Je passai donc presque tout l'été enfermé dans ma chambre, en compagnie de la pierre. Car elle ne me quitta pas pendant ces deux mois. Je passais mon temps à la contempler et à me « connecter » à elle. J'avais trouvé le moyen de ressentir à nouveau cette sensation que j'avais vécue dans le grenier et il était grisant de m'y complaire. Alors tous mes problèmes me semblaient bien légers, ma vie pas aussi tragique qu'ordinairement. Et c'était grâce à une petite pierre brillante. Je ne pouvais donc m'en séparer, craignant de la perdre et devoir faire à nouveau face à la réalité. Même la nuit je dormais avec elle à mes côtés. Grâce à cela, je ne me sentais jamais seul.

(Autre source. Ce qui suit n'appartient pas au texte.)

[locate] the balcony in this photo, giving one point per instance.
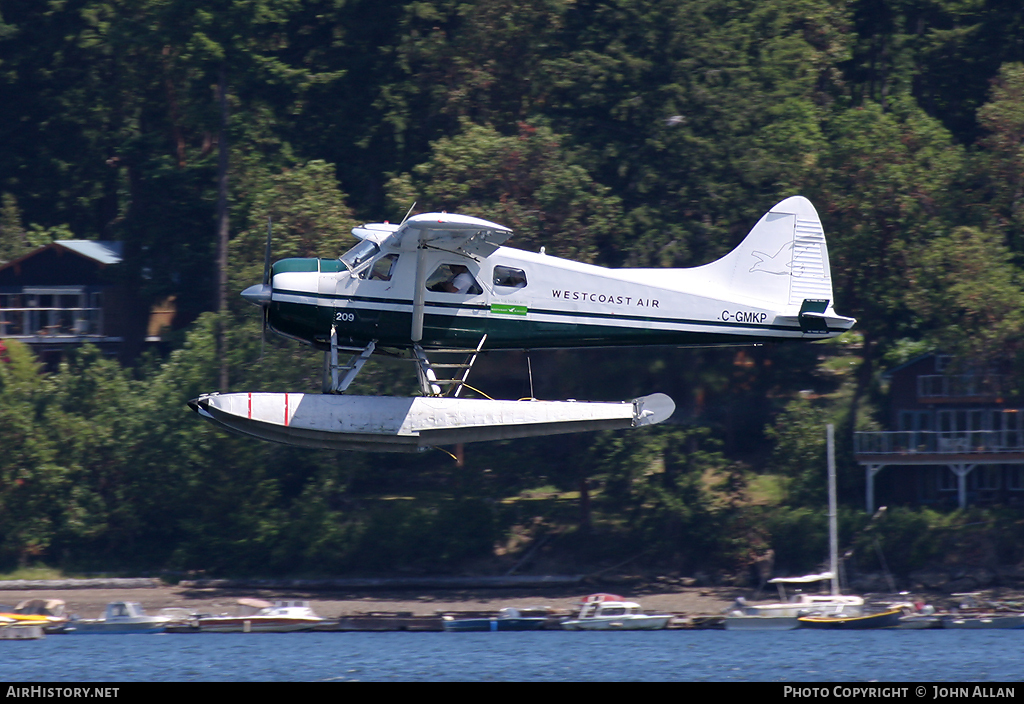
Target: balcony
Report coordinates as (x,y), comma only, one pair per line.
(924,447)
(939,388)
(50,324)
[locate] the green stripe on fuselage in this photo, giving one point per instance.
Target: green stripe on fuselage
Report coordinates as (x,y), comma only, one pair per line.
(356,325)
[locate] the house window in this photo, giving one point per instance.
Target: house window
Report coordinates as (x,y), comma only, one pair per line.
(947,480)
(985,478)
(1015,477)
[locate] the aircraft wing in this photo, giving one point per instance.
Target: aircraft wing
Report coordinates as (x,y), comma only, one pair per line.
(457,233)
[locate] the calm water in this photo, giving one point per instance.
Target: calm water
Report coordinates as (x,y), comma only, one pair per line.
(546,656)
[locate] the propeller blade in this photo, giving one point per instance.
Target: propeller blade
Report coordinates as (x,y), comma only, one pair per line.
(266,257)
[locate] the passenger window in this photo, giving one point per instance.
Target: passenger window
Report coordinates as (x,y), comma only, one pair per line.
(509,277)
(454,278)
(383,268)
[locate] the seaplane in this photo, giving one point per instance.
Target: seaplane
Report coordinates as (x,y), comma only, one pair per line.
(439,286)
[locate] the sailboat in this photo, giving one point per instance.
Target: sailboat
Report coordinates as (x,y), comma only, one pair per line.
(788,613)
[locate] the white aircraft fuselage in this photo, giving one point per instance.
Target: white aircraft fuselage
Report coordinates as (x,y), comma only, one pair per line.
(775,286)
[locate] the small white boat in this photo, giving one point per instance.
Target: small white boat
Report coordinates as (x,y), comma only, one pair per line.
(262,617)
(610,612)
(783,614)
(120,617)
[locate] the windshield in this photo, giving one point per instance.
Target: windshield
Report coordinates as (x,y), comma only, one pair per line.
(359,254)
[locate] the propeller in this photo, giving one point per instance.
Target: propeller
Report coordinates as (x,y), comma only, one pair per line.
(261,294)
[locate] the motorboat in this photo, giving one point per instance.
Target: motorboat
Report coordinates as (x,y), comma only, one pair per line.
(256,616)
(884,619)
(46,613)
(791,613)
(120,617)
(611,612)
(508,618)
(794,607)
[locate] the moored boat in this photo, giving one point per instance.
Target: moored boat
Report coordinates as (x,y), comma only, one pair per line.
(508,618)
(884,619)
(610,612)
(280,617)
(120,617)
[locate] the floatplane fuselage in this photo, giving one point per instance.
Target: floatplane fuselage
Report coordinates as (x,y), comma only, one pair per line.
(439,283)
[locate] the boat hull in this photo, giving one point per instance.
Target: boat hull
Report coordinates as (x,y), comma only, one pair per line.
(101,627)
(256,624)
(494,624)
(619,623)
(761,622)
(886,619)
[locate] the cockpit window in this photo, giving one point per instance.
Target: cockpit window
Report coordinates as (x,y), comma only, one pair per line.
(359,254)
(509,277)
(454,278)
(383,268)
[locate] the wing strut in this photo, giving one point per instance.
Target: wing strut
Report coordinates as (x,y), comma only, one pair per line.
(427,370)
(334,382)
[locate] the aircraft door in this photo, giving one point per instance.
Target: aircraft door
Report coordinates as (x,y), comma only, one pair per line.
(456,303)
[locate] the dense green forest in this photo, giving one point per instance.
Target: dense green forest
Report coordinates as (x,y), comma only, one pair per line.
(619,132)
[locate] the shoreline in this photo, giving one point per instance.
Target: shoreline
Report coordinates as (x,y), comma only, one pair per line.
(89,603)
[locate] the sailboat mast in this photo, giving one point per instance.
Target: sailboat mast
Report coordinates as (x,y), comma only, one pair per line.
(833,521)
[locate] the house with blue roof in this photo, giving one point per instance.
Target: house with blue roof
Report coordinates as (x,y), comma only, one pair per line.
(955,438)
(69,293)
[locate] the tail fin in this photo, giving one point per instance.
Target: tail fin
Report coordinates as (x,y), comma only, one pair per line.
(783,260)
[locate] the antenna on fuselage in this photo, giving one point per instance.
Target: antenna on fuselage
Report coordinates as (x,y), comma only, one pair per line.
(266,281)
(408,214)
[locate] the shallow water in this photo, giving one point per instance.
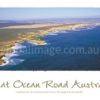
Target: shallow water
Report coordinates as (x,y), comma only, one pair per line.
(60,52)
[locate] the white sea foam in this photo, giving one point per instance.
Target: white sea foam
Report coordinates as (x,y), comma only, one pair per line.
(9,58)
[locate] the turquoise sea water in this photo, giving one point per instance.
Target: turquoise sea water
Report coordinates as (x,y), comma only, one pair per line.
(68,50)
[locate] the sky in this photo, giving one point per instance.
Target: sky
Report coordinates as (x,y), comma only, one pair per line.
(42,13)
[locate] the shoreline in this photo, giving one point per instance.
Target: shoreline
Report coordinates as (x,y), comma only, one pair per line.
(32,38)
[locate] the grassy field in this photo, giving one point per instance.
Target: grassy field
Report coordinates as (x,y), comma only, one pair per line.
(11,34)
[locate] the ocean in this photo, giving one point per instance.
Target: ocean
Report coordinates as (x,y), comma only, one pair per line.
(67,50)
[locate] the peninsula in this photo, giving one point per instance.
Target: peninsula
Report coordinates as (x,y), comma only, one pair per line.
(10,35)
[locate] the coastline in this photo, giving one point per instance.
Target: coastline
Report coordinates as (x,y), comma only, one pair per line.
(32,38)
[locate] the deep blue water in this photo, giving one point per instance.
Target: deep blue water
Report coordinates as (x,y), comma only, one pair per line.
(62,60)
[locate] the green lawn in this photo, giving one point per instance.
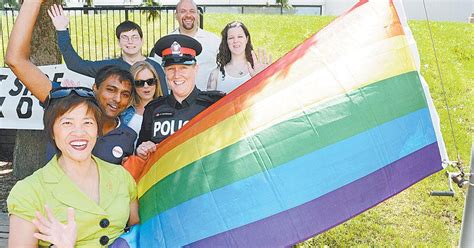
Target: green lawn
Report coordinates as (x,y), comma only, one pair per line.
(412,218)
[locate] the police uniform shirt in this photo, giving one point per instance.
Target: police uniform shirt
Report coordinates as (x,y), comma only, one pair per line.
(164,116)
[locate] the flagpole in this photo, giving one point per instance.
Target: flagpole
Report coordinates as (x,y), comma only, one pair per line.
(467,227)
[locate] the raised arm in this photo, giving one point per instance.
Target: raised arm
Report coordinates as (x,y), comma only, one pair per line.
(18,51)
(73,61)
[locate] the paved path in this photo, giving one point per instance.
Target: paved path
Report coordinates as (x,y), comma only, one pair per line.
(3,230)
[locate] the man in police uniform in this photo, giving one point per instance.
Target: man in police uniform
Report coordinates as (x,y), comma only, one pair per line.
(166,115)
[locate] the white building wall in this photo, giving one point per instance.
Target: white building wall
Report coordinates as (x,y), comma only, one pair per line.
(438,10)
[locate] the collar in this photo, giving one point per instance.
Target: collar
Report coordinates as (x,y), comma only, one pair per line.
(199,33)
(66,192)
(186,102)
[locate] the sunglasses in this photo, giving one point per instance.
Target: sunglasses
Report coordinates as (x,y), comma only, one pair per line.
(62,92)
(141,83)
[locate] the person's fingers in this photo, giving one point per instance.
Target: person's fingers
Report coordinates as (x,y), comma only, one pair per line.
(43,237)
(41,227)
(61,10)
(70,216)
(50,14)
(42,219)
(251,70)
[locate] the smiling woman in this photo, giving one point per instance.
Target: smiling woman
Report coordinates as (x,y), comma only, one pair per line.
(236,61)
(96,199)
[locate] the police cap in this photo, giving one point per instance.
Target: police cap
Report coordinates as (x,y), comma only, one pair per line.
(177,49)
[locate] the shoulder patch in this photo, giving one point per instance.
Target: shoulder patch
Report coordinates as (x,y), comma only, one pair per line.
(156,101)
(211,96)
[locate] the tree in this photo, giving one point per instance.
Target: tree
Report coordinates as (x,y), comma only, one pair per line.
(30,145)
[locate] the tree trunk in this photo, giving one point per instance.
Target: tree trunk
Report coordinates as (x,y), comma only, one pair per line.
(30,149)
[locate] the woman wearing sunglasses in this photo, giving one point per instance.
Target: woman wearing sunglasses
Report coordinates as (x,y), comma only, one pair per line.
(76,199)
(145,82)
(236,60)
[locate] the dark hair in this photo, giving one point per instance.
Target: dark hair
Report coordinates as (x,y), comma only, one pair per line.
(127,26)
(113,70)
(224,55)
(137,68)
(60,106)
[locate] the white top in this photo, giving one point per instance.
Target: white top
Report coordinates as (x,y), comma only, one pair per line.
(207,59)
(136,124)
(229,83)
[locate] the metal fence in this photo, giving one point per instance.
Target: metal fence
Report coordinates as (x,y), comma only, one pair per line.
(273,9)
(92,29)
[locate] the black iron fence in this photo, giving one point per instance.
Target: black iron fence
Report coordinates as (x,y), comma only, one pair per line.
(92,29)
(274,9)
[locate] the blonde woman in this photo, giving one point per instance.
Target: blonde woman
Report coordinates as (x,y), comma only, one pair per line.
(145,81)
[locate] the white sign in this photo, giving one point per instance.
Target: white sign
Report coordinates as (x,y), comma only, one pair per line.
(19,109)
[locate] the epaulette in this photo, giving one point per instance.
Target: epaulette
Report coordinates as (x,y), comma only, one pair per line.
(210,96)
(156,101)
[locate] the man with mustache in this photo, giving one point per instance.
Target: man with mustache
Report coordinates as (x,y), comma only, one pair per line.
(166,115)
(187,16)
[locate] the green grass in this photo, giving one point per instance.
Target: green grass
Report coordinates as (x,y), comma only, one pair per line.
(412,218)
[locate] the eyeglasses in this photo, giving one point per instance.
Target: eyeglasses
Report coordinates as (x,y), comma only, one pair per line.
(235,24)
(133,38)
(62,92)
(141,83)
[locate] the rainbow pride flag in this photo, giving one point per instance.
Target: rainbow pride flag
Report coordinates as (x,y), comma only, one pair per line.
(339,124)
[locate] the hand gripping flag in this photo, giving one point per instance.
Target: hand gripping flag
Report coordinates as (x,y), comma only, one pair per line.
(338,125)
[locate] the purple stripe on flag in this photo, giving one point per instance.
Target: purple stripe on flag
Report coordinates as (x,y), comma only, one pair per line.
(318,215)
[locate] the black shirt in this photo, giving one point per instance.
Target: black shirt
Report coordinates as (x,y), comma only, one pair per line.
(164,116)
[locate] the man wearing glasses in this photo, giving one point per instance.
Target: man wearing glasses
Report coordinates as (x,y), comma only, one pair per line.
(113,88)
(130,40)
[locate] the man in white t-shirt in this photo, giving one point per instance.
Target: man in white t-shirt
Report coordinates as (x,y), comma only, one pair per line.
(187,16)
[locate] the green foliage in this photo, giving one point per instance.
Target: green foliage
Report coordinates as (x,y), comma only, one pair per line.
(284,3)
(153,14)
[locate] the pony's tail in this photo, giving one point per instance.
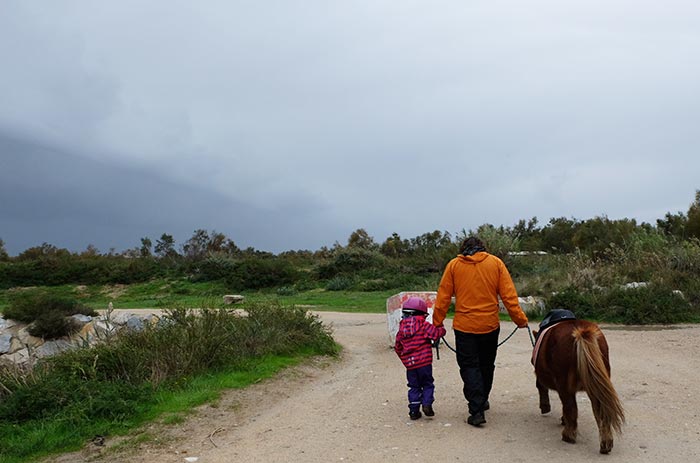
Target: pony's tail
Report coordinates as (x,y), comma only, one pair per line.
(595,378)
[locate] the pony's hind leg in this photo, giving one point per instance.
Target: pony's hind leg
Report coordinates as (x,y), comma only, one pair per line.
(545,406)
(570,415)
(604,428)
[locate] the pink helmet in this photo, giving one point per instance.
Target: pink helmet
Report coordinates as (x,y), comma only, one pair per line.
(415,304)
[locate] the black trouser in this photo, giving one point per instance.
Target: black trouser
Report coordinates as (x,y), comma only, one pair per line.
(476,357)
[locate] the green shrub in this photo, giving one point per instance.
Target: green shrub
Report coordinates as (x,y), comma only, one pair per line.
(650,304)
(257,273)
(286,291)
(583,304)
(351,260)
(340,283)
(52,325)
(45,312)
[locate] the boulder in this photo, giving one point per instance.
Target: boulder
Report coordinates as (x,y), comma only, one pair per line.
(27,339)
(135,323)
(80,319)
(5,343)
(233,298)
(18,358)
(50,348)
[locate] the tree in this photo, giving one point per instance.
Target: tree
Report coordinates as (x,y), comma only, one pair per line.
(558,233)
(201,244)
(196,246)
(361,239)
(165,246)
(3,252)
(673,224)
(145,249)
(43,251)
(90,251)
(693,228)
(394,246)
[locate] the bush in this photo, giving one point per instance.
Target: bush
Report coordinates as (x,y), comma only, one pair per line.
(52,325)
(261,273)
(286,291)
(651,304)
(351,260)
(47,313)
(340,283)
(115,379)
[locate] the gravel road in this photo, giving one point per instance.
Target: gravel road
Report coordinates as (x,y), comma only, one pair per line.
(355,409)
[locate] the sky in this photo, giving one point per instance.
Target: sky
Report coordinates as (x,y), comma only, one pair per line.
(289,124)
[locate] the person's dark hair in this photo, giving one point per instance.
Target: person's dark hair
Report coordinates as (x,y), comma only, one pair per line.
(471,246)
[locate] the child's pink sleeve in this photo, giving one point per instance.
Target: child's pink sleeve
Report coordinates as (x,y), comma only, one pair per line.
(434,332)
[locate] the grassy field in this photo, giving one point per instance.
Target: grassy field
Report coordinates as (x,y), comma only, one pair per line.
(163,293)
(34,439)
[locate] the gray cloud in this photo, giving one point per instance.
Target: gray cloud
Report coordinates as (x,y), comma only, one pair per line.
(393,117)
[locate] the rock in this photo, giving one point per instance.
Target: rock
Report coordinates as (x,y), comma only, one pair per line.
(18,358)
(50,348)
(635,285)
(531,305)
(6,323)
(81,319)
(135,323)
(5,343)
(233,298)
(27,339)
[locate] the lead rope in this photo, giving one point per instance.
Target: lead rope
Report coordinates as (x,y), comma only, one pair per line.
(529,332)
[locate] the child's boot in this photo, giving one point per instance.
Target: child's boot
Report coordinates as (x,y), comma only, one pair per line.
(414,414)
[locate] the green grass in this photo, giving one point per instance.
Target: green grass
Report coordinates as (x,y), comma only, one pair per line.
(35,439)
(164,293)
(340,301)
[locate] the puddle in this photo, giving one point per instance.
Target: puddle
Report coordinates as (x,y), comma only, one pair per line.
(645,327)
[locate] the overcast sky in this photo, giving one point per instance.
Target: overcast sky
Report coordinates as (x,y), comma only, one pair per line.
(288,124)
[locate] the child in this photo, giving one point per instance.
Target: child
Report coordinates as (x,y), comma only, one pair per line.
(414,349)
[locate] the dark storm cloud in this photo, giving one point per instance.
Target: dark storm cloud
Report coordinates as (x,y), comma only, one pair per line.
(72,201)
(396,117)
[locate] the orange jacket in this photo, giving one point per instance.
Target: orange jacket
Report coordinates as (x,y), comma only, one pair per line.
(476,281)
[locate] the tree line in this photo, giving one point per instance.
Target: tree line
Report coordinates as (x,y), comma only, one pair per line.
(211,255)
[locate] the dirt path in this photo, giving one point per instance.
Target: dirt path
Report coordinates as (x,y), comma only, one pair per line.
(355,409)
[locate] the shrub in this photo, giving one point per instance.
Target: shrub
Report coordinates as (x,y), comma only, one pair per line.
(52,325)
(651,304)
(286,291)
(351,260)
(583,304)
(340,283)
(257,273)
(45,310)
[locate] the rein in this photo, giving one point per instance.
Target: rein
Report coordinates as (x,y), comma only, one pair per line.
(529,332)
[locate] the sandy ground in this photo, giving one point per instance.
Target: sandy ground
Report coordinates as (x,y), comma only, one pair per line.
(355,409)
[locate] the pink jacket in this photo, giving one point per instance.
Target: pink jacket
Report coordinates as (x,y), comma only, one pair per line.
(413,341)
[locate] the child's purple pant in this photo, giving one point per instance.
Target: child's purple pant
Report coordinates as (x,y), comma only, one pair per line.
(421,387)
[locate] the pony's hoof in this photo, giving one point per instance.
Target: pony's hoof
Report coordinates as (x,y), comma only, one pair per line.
(605,447)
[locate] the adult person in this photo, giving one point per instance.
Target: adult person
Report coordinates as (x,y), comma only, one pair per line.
(476,279)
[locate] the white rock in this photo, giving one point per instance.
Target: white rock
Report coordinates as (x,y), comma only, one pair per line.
(233,298)
(5,343)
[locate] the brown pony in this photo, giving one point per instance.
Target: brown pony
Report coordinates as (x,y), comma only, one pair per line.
(573,356)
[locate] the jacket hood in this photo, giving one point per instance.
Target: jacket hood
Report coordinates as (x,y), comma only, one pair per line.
(474,258)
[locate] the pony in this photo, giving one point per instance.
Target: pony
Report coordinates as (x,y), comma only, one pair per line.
(572,356)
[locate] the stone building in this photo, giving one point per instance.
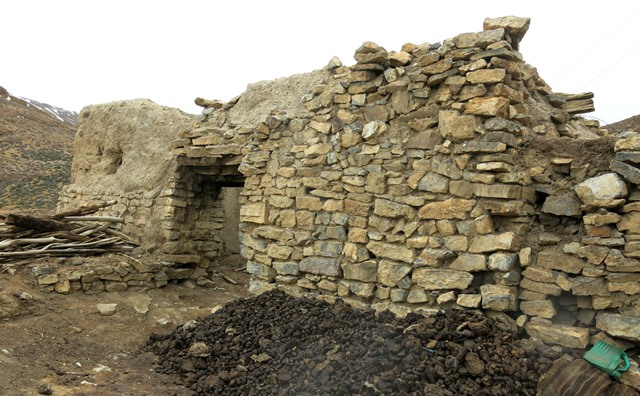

Car je lui parlais, comme on parlait à une amie, à un journal intime même, car jamais je n'aurais osé parler de mes sentiments à Nicolas comme je le faisais avec elle. Et aussi étrange que cela fut, j'avais l'impression qu'elle me répondait. Non pas avec des mots, mais avec des impressions. Il est difficile d'expliquer cela. Je dirais qu'elle m'envoyait une sorte de nappe de soutien quand je lui racontais mes problèmes, d'amusement quand la situation s'y prêtait, voire de tristesse par moment. C'était une impression assez diffuse et plutôt imprécise. Je suppose que c'est ce que Kaïa entendait par ressentir les gens. Ce n'est pas aussi précis que la télépathie, comme mes contacts avec la pierre n'étaient pas aussi précis que des contacts avec des personnes. Cependant, j'avais l'impression d'avoir de la compagnie. Et quelqu'un d'assez sage pour savoir quel sentiment afficher à tel moment. C'était presque aussi parfait qu'avoir un ami, une sœur pour vous écouter et vous conseiller. Car, par moment, il m'avait semblé avoir entendu un « non » résonner dans ma tête, me dissuadant de boire ce dernier verre de bière coupée, d'utiliser la magie pour chasser une mouche qui volait dans ma chambre. Parfois, c'était un rire qu'il me semblait entendre devant certaines histoires que j'entendais aux veillées ou face à une de mes réflexions. Mais je pensais avoir rêvé ou que mon esprit somnolant l'avait imaginé. Je ne me serais de toute manière en aucun cas séparé de la pierre. Elle était ce qui m'était nécessaire depuis la disparition de ma sœur. Ou même ce dont j'avais toujours eu besoin pour que ma vie soit meilleure sans m'en rendre compte.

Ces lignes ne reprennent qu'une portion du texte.